The stable manifold of the equilibrium 0 of a linear ODE is precisely equal to the union of all (generalized) eigenspaces for eigenvalues that have negative real part. Namely, on these (generalized) eigenspaces, all solution curves converge (exponentially fast) to the equilibrium 0, whereas on the other eigenspaces solutions that start outside the equilbrium never converge to 0. These properties all follow from the explicit solutions of the linear ODE restricted to generalized eigenspaces. In the example at hand the matrix A has eigenvalues 1 and -1 and the eigenvector for -1 is (1,-1). Hence the stable manifold is the line through 0 and (1,-1).
• In part d, why does the model answer use the Euler-Lagrange equation rather than the conservation of the Hamiltonian?
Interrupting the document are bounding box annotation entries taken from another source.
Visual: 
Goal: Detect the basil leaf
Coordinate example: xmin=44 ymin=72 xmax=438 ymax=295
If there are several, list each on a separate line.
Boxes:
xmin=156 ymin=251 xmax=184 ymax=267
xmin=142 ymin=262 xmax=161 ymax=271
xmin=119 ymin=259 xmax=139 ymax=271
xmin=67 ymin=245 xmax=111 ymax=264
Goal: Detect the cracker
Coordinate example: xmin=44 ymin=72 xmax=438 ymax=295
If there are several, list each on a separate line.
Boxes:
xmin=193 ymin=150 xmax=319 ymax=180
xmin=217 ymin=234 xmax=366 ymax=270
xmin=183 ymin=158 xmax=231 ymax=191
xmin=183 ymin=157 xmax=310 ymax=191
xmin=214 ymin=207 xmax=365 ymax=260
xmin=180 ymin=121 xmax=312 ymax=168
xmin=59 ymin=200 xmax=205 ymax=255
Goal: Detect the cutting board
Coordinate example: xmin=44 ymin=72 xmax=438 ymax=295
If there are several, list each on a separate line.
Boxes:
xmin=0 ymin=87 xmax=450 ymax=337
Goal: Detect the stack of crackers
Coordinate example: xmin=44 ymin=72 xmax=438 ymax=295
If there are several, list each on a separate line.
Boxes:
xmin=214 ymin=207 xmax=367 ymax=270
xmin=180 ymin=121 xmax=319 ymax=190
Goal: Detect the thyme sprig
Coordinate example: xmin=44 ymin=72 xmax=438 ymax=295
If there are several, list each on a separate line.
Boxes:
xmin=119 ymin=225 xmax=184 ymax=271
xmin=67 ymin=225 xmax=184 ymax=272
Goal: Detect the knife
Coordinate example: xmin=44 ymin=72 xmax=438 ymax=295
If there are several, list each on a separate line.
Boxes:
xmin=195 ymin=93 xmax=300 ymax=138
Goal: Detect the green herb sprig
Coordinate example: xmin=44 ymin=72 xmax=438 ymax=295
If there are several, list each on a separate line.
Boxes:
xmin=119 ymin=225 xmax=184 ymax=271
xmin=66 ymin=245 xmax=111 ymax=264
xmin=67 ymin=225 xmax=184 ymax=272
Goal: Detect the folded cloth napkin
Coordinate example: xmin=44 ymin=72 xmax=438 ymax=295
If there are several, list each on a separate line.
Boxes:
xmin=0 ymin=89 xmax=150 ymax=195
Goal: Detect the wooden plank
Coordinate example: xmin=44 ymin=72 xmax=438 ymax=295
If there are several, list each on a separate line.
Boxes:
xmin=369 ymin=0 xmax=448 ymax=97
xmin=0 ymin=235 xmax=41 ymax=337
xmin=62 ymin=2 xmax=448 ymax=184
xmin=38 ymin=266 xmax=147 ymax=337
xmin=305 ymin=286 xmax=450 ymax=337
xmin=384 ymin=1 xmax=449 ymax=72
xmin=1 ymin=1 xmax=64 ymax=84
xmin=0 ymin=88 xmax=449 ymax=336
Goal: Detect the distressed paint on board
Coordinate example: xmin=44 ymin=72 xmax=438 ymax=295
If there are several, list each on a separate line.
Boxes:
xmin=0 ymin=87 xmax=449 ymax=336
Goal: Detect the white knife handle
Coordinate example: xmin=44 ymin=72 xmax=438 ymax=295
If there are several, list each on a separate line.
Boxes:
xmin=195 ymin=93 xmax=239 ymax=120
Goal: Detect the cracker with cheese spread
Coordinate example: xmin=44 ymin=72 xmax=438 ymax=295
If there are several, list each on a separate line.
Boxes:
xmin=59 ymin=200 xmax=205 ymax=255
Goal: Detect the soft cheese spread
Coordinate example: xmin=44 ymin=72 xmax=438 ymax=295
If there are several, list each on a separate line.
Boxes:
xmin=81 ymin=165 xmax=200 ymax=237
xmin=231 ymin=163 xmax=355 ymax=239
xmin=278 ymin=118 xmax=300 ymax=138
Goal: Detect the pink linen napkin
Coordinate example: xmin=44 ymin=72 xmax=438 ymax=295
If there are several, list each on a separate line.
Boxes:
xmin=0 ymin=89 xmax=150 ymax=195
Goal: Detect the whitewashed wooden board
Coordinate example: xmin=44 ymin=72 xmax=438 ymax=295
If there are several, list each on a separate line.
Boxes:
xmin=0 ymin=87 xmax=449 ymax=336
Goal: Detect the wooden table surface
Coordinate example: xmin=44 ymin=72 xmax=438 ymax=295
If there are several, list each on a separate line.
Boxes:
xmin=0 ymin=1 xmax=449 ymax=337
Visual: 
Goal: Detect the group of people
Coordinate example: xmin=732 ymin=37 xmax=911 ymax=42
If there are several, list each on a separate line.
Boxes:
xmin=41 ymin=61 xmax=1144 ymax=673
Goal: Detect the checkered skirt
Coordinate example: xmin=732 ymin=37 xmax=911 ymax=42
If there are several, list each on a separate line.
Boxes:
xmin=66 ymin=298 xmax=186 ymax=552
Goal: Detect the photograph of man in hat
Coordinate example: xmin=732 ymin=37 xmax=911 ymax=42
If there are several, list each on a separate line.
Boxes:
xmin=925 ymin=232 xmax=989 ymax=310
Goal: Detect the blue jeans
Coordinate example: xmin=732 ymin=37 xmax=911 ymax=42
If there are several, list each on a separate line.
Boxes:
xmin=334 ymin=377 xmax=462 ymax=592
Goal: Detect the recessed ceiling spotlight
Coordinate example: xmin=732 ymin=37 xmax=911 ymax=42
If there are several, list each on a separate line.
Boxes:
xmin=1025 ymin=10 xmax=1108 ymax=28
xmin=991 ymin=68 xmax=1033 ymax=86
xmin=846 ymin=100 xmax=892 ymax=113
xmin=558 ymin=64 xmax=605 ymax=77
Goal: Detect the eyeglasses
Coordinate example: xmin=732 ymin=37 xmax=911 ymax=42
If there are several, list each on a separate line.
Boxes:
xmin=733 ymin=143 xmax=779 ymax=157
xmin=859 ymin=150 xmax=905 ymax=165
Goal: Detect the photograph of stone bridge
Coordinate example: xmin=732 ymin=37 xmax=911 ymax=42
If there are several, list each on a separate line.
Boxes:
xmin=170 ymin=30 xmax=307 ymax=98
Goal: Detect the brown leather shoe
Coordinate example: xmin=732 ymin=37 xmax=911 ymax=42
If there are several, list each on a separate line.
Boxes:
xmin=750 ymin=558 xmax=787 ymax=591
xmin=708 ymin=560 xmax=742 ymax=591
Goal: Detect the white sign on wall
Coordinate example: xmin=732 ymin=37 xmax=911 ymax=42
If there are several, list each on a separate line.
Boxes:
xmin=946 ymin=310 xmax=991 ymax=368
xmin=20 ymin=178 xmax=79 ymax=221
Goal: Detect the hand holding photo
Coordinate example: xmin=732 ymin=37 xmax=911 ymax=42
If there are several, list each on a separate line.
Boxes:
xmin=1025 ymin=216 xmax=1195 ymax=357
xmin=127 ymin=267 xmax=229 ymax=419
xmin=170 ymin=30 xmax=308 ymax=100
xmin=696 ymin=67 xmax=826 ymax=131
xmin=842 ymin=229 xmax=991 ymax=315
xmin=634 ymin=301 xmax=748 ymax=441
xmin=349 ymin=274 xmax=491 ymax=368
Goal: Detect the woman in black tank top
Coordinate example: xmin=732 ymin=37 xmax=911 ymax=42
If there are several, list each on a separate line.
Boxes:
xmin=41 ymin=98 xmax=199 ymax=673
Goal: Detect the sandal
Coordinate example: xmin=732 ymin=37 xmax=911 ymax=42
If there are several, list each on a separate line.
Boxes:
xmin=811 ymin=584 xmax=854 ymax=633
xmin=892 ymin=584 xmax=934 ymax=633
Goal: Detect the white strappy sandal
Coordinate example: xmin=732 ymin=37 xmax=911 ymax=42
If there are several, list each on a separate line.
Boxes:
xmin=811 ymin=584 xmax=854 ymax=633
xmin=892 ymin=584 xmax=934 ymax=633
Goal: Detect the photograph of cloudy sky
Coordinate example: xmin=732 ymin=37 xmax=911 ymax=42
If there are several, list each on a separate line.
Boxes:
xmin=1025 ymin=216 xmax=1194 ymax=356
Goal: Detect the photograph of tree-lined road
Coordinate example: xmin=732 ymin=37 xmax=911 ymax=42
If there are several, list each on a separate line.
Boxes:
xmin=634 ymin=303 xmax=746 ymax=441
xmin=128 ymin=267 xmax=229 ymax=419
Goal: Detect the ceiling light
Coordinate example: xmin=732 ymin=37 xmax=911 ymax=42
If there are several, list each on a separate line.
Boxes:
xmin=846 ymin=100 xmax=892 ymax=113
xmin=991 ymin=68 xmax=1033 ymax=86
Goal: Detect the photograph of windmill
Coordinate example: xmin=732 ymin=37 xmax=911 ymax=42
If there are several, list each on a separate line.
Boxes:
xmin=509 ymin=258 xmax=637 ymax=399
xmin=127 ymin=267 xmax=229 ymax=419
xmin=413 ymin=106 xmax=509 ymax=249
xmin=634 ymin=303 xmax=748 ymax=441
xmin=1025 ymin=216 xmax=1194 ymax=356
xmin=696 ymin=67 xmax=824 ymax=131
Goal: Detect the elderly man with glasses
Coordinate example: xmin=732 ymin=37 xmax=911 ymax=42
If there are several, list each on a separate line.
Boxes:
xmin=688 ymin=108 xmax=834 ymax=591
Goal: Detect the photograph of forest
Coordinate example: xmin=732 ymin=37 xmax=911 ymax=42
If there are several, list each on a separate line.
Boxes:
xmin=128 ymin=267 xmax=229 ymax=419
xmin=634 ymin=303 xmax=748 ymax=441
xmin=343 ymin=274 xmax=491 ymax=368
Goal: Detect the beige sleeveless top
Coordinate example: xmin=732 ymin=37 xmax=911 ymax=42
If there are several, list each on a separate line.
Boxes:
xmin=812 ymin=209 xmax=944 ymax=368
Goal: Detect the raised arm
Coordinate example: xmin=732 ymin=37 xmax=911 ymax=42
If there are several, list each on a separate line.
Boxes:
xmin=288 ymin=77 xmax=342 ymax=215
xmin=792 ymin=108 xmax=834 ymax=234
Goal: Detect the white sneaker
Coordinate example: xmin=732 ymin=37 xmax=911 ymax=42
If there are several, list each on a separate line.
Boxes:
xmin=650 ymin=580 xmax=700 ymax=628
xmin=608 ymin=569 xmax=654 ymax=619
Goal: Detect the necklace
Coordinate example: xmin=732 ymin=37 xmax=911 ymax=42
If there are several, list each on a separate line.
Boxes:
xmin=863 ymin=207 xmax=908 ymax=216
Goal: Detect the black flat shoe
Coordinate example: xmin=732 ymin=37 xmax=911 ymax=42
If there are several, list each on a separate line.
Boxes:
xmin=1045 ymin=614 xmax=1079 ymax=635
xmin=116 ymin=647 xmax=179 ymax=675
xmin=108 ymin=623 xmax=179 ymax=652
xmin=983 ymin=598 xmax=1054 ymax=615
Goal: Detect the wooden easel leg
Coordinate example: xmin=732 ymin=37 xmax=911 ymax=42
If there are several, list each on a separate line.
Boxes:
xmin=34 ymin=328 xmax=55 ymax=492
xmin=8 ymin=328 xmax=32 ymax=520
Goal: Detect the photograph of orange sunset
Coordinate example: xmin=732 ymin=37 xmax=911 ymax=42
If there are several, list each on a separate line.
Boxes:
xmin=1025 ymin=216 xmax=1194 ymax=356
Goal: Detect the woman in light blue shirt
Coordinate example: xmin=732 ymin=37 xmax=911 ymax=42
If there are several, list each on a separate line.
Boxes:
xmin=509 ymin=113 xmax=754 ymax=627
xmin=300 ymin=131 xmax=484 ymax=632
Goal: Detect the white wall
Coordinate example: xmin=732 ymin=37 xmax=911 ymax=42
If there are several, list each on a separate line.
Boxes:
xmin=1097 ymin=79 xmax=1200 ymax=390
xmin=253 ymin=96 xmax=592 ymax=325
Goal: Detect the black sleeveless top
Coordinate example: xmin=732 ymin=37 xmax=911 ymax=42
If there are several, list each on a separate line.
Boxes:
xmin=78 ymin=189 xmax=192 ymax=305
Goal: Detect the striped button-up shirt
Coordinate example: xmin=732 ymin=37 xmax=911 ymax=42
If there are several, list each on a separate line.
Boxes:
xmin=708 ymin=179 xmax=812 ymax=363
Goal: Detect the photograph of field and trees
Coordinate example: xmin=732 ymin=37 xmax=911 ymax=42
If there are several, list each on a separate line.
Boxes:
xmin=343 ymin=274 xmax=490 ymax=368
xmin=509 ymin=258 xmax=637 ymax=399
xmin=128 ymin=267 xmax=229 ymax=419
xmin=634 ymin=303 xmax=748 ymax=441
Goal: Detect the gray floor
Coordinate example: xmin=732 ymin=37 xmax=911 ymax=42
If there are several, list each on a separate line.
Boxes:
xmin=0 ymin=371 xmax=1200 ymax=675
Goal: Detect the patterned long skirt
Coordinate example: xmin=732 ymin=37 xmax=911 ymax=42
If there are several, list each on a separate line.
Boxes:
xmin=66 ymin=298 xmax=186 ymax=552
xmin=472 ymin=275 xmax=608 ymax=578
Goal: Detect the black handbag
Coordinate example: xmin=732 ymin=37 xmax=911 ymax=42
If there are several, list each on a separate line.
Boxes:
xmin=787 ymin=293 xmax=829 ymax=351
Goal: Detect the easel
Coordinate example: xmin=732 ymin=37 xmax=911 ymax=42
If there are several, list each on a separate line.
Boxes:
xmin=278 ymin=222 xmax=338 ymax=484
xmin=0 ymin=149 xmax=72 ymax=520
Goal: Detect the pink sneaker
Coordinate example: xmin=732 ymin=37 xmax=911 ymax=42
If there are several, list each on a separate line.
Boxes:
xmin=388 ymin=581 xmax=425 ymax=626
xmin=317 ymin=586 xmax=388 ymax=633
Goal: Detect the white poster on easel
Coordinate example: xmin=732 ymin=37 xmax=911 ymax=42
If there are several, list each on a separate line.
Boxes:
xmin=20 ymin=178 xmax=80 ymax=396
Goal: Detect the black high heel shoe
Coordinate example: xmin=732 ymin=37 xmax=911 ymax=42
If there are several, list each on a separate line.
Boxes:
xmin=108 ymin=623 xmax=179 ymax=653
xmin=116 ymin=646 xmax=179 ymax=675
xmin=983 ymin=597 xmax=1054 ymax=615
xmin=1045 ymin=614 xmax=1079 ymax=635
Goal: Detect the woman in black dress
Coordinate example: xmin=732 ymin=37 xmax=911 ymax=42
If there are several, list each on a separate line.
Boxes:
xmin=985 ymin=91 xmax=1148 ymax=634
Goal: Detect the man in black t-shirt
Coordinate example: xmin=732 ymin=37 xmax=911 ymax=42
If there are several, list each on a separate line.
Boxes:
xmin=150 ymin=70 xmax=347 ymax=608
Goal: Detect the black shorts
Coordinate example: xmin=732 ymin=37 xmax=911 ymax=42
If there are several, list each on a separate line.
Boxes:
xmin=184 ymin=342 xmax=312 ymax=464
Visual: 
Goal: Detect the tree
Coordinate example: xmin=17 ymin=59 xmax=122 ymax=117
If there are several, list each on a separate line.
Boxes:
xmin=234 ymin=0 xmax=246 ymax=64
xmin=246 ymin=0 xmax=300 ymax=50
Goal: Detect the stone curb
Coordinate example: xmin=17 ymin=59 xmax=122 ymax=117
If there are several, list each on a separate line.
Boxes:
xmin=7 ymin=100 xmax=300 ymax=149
Either route is possible. I will show here how we can obtain the answer using the conservation of the Hamiltonian. The Hamiltonain is given by $$H=y'f_{y'}[y]-f[y]=(2y)^2+(y')^2$$. The level sets $$H=c$$ are ellipses in the $$y-y'$$ plane if $$c>0$$. We observe that $$c\geq0$$. $$H=0$$ corresponds to an equilibrium. So let $$c=d^2$$. Then we have $$y'=\pm\sqrt{d^2-(2y)^2}$$ which can be solved by separation of variables
$\int dt =\int \sqrt{d^2-(2y)^2}^{-1}.$ Then $t+T=\frac{1}{2}\tan^{-1}\left(\frac{2y}{d^2-4y^2}\right),$ where $$T$$ is constant. After some algebraic manipulations, one can rewrite this as $$y=\pm d \cos(2(t+T))$$. The boundary condition $$y(0)=0$$ yields $$T=\pm\frac{\pi}{4}$$  so that $$y=\pm d \sin(2t)$$ and $$y(1)= 1$$ implies that $$y(t)=\frac{\sin(2t)}{\sin(2)}$$, in accordance with the model answer.

Clearly in this case, the calculations using the Hamiltonian appear more involved than using the Euler-Lagrange equation. Which route to the answer is most efficient will depend on the example. My advice would be when approaching such a calculation, is to try one route and if it looks tedious, quickly try the other one as well to see if it makes a difference.